Tfeb-flox Mouse

TFEB, the transcription factor EB, is a master regulator in the autophagy/lysosomal-to-nucleus signaling pathway, belonging to the MiT/TFE family of basic helix-loop-helix leucine zipper transcription factors [4]. It plays a pivotal role in regulating basic cellular processes such as lysosomal biogenesis and autophagy. TFEB's activity is closely associated with multiple signaling pathways, including mTOR, Wnt, calcium, and AKT, and is crucial for energy homeostasis, stress response, and metabolism [4].
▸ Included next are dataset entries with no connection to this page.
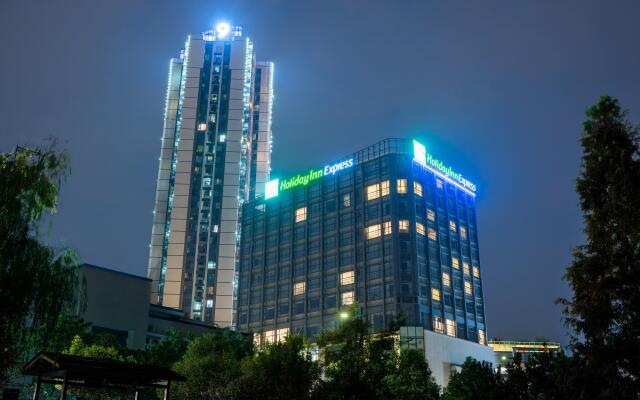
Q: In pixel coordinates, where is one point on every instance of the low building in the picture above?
(506, 351)
(390, 227)
(161, 319)
(117, 303)
(443, 353)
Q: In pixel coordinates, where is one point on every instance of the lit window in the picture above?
(301, 214)
(417, 188)
(373, 191)
(438, 327)
(403, 226)
(432, 234)
(431, 215)
(298, 288)
(282, 334)
(347, 278)
(482, 338)
(384, 188)
(386, 228)
(446, 279)
(467, 287)
(451, 327)
(373, 231)
(419, 228)
(377, 190)
(269, 336)
(402, 186)
(347, 298)
(465, 268)
(346, 200)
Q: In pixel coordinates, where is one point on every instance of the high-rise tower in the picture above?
(215, 154)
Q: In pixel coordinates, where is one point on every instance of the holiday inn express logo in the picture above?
(422, 157)
(273, 187)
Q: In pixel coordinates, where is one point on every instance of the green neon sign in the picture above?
(273, 187)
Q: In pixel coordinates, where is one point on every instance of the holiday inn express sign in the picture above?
(273, 187)
(420, 155)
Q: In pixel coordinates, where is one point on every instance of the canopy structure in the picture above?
(68, 370)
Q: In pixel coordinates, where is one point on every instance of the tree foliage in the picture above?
(605, 274)
(476, 380)
(37, 283)
(361, 365)
(278, 371)
(212, 363)
(409, 378)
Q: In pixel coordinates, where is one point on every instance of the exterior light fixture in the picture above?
(222, 29)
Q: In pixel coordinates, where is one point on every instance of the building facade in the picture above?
(215, 154)
(389, 227)
(507, 351)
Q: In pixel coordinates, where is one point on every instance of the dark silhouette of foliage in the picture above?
(475, 381)
(278, 371)
(605, 273)
(37, 283)
(212, 364)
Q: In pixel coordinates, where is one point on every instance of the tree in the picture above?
(212, 364)
(410, 378)
(168, 350)
(475, 381)
(360, 365)
(37, 283)
(605, 272)
(278, 371)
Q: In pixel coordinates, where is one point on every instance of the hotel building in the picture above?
(215, 155)
(389, 227)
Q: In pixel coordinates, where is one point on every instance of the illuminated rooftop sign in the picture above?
(422, 157)
(273, 187)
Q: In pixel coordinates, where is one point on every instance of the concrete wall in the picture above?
(116, 301)
(444, 354)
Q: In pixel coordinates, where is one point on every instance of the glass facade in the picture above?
(388, 233)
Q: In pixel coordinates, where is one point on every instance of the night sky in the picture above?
(497, 89)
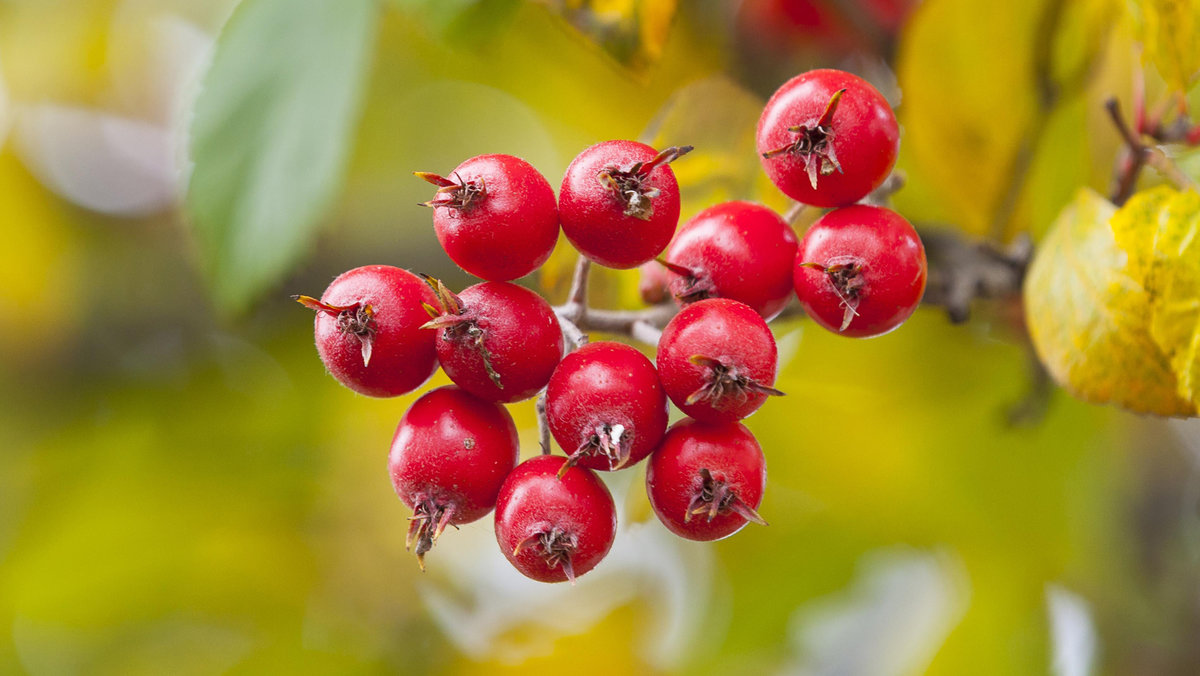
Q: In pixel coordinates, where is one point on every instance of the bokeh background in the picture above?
(184, 490)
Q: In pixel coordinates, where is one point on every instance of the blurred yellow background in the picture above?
(184, 490)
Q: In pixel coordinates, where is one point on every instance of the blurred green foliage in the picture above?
(184, 490)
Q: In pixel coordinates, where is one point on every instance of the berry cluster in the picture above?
(826, 138)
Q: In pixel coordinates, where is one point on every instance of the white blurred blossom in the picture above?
(891, 621)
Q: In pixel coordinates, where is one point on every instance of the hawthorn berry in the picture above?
(827, 138)
(861, 270)
(449, 458)
(619, 202)
(367, 330)
(555, 522)
(706, 480)
(717, 360)
(496, 340)
(736, 250)
(496, 216)
(606, 407)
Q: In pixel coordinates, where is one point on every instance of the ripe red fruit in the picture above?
(496, 340)
(449, 456)
(861, 270)
(619, 202)
(736, 250)
(555, 527)
(705, 480)
(496, 216)
(605, 406)
(367, 330)
(827, 138)
(717, 360)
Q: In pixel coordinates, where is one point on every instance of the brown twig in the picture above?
(963, 270)
(543, 423)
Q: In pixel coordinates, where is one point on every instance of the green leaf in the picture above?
(270, 137)
(633, 31)
(1097, 307)
(994, 126)
(466, 23)
(1170, 34)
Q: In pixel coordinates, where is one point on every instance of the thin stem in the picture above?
(543, 423)
(622, 321)
(1163, 165)
(571, 331)
(645, 331)
(795, 211)
(576, 306)
(1131, 166)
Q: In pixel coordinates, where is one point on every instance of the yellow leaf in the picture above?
(1090, 313)
(995, 127)
(1175, 282)
(1132, 225)
(1170, 34)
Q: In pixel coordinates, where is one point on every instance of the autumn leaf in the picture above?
(1170, 34)
(995, 126)
(1111, 301)
(633, 31)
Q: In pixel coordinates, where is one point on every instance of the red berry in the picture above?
(555, 527)
(605, 406)
(736, 250)
(717, 360)
(861, 270)
(450, 454)
(496, 216)
(828, 138)
(619, 202)
(705, 482)
(497, 340)
(367, 330)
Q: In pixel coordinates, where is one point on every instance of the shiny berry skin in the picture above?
(736, 250)
(449, 458)
(550, 527)
(827, 138)
(367, 330)
(496, 216)
(619, 202)
(606, 407)
(705, 482)
(497, 340)
(717, 360)
(861, 270)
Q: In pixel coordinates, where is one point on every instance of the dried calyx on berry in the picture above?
(718, 359)
(460, 322)
(629, 184)
(691, 285)
(555, 544)
(553, 525)
(715, 497)
(606, 406)
(612, 443)
(726, 384)
(457, 193)
(846, 277)
(814, 143)
(357, 319)
(429, 520)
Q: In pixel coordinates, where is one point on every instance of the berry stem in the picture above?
(645, 331)
(576, 306)
(543, 423)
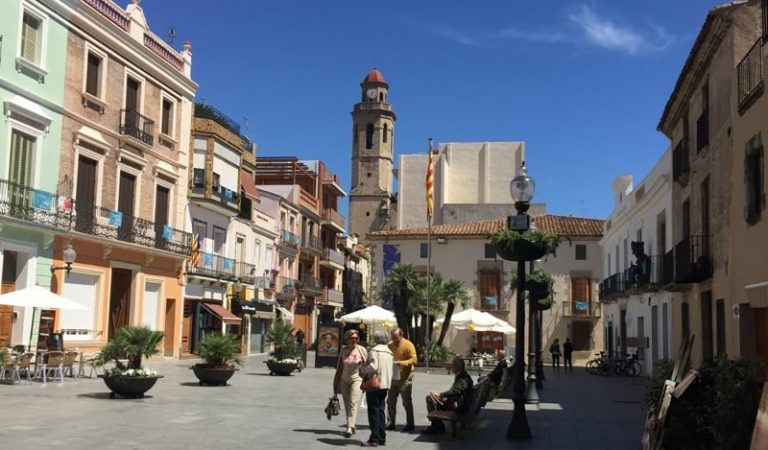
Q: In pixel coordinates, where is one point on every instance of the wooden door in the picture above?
(6, 317)
(186, 328)
(170, 325)
(125, 205)
(119, 300)
(85, 195)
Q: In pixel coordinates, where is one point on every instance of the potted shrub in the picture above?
(221, 355)
(524, 246)
(128, 378)
(285, 353)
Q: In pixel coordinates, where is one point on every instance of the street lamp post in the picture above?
(522, 189)
(532, 395)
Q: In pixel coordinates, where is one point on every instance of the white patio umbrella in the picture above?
(471, 317)
(370, 315)
(39, 297)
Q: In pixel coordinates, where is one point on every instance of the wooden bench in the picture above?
(475, 401)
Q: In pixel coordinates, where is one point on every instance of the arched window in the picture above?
(369, 136)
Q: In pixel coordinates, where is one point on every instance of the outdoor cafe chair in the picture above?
(70, 358)
(53, 362)
(22, 364)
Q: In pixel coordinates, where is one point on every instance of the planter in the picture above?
(212, 375)
(280, 368)
(131, 387)
(521, 250)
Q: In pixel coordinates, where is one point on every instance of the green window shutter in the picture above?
(30, 37)
(22, 157)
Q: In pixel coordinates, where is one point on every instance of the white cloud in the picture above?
(604, 33)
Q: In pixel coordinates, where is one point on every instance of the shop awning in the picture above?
(222, 313)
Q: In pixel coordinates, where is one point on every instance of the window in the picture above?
(706, 325)
(754, 181)
(167, 117)
(31, 38)
(720, 320)
(369, 136)
(93, 74)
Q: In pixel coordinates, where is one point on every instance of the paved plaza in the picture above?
(258, 411)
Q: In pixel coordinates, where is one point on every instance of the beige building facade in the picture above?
(461, 251)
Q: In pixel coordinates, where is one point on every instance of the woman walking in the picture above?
(347, 379)
(554, 349)
(380, 363)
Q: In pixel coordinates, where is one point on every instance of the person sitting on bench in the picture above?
(452, 399)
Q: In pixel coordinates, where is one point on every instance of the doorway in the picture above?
(119, 300)
(170, 325)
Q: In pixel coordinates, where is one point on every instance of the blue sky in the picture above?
(582, 83)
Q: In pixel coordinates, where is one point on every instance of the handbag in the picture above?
(333, 408)
(370, 384)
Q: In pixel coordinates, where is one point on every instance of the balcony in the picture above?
(310, 286)
(333, 259)
(491, 303)
(137, 126)
(214, 266)
(245, 272)
(312, 246)
(40, 209)
(693, 261)
(680, 163)
(332, 296)
(750, 77)
(286, 288)
(579, 308)
(334, 219)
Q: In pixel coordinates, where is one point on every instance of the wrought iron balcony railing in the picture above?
(136, 125)
(750, 76)
(38, 207)
(215, 266)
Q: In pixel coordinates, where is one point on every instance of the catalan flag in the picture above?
(194, 257)
(430, 182)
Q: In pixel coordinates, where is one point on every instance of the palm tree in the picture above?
(400, 285)
(453, 293)
(418, 305)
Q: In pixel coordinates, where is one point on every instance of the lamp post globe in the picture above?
(69, 254)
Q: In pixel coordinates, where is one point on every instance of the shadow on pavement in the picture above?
(106, 396)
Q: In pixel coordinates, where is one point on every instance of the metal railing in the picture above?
(215, 266)
(38, 207)
(750, 75)
(289, 238)
(136, 125)
(334, 256)
(330, 215)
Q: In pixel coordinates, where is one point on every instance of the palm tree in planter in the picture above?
(131, 344)
(285, 353)
(221, 355)
(401, 284)
(528, 245)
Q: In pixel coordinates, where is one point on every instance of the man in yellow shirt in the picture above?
(405, 358)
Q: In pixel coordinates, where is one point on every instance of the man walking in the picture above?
(568, 354)
(402, 383)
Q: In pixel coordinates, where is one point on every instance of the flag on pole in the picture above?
(429, 183)
(194, 257)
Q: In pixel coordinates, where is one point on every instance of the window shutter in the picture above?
(30, 30)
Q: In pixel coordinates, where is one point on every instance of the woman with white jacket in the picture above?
(380, 363)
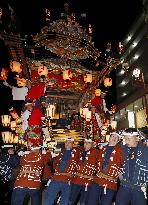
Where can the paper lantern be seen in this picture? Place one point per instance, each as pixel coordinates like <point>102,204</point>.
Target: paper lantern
<point>43,71</point>
<point>4,73</point>
<point>113,124</point>
<point>88,116</point>
<point>6,136</point>
<point>107,82</point>
<point>50,111</point>
<point>16,67</point>
<point>13,125</point>
<point>16,139</point>
<point>97,92</point>
<point>1,12</point>
<point>67,75</point>
<point>21,82</point>
<point>88,78</point>
<point>6,120</point>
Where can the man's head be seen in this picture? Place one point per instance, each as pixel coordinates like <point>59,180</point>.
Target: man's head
<point>88,143</point>
<point>114,139</point>
<point>11,151</point>
<point>131,137</point>
<point>69,143</point>
<point>29,105</point>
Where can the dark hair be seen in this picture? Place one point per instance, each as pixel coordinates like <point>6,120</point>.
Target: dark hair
<point>131,130</point>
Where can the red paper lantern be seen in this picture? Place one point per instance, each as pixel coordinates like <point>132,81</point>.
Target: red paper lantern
<point>16,67</point>
<point>107,82</point>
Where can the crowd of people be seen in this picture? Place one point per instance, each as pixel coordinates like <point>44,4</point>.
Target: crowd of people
<point>89,175</point>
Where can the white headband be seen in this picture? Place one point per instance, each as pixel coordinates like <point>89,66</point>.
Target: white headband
<point>115,133</point>
<point>88,140</point>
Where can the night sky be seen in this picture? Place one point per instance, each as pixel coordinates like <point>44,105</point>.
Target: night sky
<point>111,20</point>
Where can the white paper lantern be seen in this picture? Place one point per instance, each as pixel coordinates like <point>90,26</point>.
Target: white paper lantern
<point>16,67</point>
<point>43,71</point>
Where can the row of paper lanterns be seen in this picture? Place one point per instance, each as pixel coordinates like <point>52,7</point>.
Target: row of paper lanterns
<point>43,71</point>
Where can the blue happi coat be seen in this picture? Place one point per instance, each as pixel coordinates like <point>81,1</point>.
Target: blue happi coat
<point>140,172</point>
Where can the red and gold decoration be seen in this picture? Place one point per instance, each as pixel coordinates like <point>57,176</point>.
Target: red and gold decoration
<point>107,82</point>
<point>4,74</point>
<point>43,71</point>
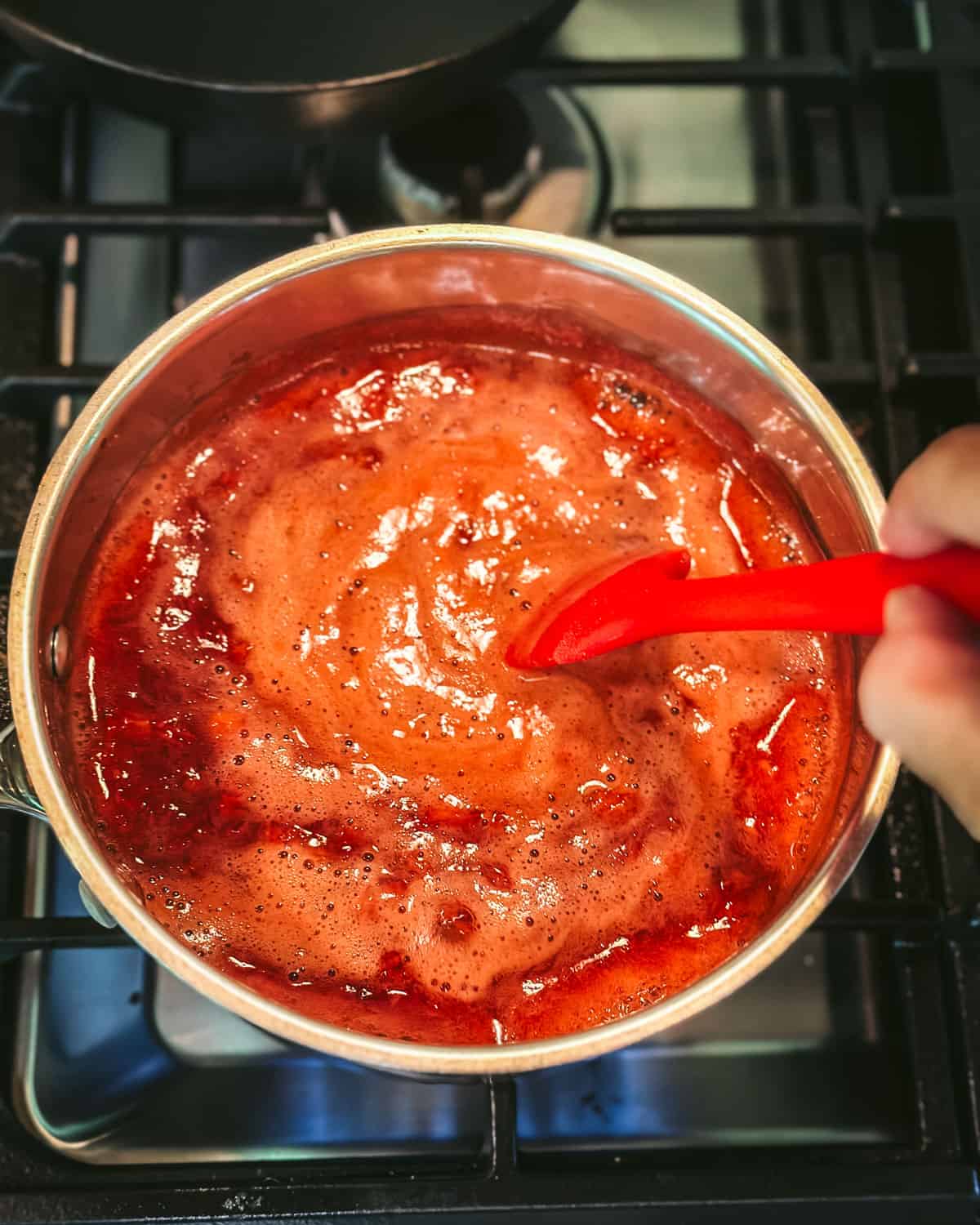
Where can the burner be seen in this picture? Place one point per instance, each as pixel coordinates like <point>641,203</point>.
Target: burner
<point>523,157</point>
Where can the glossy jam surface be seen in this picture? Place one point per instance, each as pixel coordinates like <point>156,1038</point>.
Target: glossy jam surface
<point>301,744</point>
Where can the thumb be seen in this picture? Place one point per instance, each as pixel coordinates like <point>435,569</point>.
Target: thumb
<point>920,693</point>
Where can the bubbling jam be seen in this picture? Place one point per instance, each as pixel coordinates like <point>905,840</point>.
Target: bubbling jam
<point>299,742</point>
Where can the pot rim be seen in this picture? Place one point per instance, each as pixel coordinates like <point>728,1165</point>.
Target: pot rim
<point>97,872</point>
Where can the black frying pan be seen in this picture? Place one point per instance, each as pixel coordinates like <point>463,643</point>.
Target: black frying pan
<point>301,64</point>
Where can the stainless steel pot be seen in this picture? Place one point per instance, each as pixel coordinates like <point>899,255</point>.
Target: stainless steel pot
<point>369,276</point>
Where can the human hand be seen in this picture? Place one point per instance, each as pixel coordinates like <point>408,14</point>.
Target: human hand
<point>920,686</point>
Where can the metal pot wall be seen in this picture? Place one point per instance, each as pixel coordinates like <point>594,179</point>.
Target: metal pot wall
<point>276,306</point>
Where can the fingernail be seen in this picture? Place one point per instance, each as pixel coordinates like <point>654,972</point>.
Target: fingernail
<point>915,610</point>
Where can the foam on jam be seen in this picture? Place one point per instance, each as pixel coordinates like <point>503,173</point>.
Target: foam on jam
<point>299,742</point>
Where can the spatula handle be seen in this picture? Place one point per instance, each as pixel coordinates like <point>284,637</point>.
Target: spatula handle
<point>845,595</point>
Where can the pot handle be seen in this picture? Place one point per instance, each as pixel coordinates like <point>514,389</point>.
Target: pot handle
<point>17,793</point>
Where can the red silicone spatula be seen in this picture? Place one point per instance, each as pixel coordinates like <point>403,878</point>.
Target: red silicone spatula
<point>648,599</point>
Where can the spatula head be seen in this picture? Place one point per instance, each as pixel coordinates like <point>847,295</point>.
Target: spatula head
<point>598,612</point>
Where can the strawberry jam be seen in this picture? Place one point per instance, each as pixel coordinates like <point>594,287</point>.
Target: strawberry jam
<point>298,739</point>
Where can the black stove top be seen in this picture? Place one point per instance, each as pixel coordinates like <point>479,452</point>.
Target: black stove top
<point>815,166</point>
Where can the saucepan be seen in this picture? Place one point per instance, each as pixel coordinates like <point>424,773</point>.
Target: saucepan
<point>276,308</point>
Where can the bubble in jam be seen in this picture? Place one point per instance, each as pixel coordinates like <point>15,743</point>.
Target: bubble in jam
<point>298,740</point>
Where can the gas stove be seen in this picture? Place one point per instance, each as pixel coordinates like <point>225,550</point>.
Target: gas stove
<point>813,166</point>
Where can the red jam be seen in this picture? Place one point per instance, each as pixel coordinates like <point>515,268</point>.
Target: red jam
<point>299,740</point>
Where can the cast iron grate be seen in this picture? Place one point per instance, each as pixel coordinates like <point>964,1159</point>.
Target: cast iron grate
<point>881,103</point>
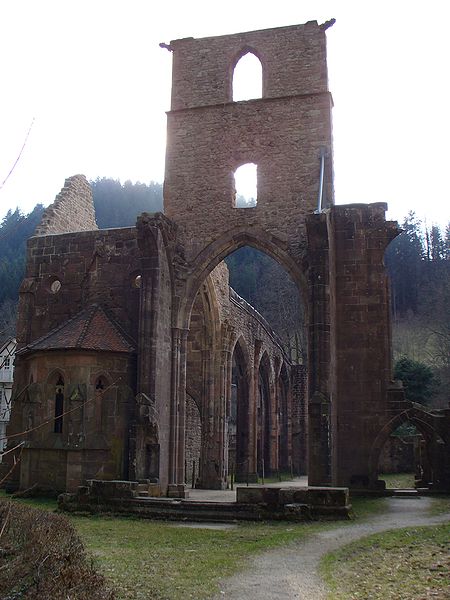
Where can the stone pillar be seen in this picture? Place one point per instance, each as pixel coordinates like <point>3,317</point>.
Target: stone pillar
<point>360,336</point>
<point>178,413</point>
<point>319,451</point>
<point>298,422</point>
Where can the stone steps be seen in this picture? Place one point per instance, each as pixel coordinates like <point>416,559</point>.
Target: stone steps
<point>405,493</point>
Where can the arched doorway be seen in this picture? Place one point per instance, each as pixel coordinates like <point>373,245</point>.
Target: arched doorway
<point>238,415</point>
<point>430,455</point>
<point>264,412</point>
<point>230,366</point>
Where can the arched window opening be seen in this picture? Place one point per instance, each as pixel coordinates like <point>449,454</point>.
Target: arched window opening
<point>246,186</point>
<point>283,415</point>
<point>247,78</point>
<point>238,418</point>
<point>100,385</point>
<point>59,405</point>
<point>264,420</point>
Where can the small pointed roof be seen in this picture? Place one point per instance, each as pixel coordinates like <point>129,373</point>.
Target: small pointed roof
<point>91,329</point>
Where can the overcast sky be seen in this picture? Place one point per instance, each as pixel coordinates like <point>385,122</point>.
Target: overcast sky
<point>92,76</point>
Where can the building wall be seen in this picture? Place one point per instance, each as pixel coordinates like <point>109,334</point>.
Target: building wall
<point>93,442</point>
<point>7,356</point>
<point>209,136</point>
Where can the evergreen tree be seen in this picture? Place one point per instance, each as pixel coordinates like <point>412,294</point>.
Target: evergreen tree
<point>118,205</point>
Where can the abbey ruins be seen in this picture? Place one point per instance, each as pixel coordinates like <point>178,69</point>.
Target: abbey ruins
<point>137,361</point>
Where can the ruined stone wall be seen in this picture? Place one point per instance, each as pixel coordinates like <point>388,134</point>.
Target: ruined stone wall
<point>93,438</point>
<point>299,419</point>
<point>67,272</point>
<point>209,136</point>
<point>193,439</point>
<point>72,210</point>
<point>398,454</point>
<point>360,335</point>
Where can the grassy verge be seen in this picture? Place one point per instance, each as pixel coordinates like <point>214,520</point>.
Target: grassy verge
<point>161,560</point>
<point>398,480</point>
<point>408,564</point>
<point>158,560</point>
<point>440,505</point>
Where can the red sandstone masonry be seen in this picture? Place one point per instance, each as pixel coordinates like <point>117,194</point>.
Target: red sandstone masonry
<point>73,209</point>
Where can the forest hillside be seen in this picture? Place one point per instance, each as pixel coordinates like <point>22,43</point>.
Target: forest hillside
<point>418,264</point>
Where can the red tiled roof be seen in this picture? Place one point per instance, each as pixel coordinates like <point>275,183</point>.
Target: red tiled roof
<point>91,329</point>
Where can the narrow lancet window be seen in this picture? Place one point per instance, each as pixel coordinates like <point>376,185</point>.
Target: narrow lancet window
<point>247,78</point>
<point>59,404</point>
<point>245,186</point>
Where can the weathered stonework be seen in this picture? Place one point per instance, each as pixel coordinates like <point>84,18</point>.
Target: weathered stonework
<point>72,210</point>
<point>177,330</point>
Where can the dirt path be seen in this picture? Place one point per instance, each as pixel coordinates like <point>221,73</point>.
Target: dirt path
<point>291,572</point>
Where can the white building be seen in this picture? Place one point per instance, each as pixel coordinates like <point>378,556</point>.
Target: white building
<point>7,354</point>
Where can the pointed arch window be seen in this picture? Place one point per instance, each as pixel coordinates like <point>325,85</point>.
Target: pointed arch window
<point>59,404</point>
<point>247,78</point>
<point>246,186</point>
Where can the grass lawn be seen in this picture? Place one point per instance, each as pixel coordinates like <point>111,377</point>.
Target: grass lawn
<point>159,560</point>
<point>408,564</point>
<point>398,480</point>
<point>151,559</point>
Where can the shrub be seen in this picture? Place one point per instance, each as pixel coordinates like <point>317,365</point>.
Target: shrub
<point>41,556</point>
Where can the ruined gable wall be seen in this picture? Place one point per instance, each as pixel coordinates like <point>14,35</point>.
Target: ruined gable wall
<point>209,136</point>
<point>91,266</point>
<point>72,210</point>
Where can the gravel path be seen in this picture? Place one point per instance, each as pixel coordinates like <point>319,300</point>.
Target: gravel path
<point>291,572</point>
In vivo studies, potentially including KO/CKO mouse models though not explicitly detailed in the provided abstracts, have shown that TFEB is involved in lipid catabolism [1]. Also, TFEB has been found to be capable of inducing the intracellular clearance of pathogenic factors in murine models of diseases like Parkinson's and Alzheimer's, suggesting its potential in developing novel therapeutic strategies [1]. In autophagy, TFEB coordinates a transcriptional program controlling autophagosome formation, autophagosome-lysosome fusion, and substrate degradation during starvation, by driving the expression of autophagy and lysosomal genes [2]. The ubiquitin-proteasome pathway, through the E3 ubiquitin ligase STUB1, modulates TFEB activity, affecting autophagy and mitochondrial biogenesis [3].

In conclusion, TFEB is a central regulator of lysosomal biogenesis, autophagy, and other cellular processes. Model-based research, potentially including KO/CKO mouse models, has revealed its significance in neurodegenerative diseases, lipid catabolism, and autophagy-related functions. Understanding TFEB's role provides insights into disease mechanisms and potential therapeutic targets for neurodegenerative and other related diseases.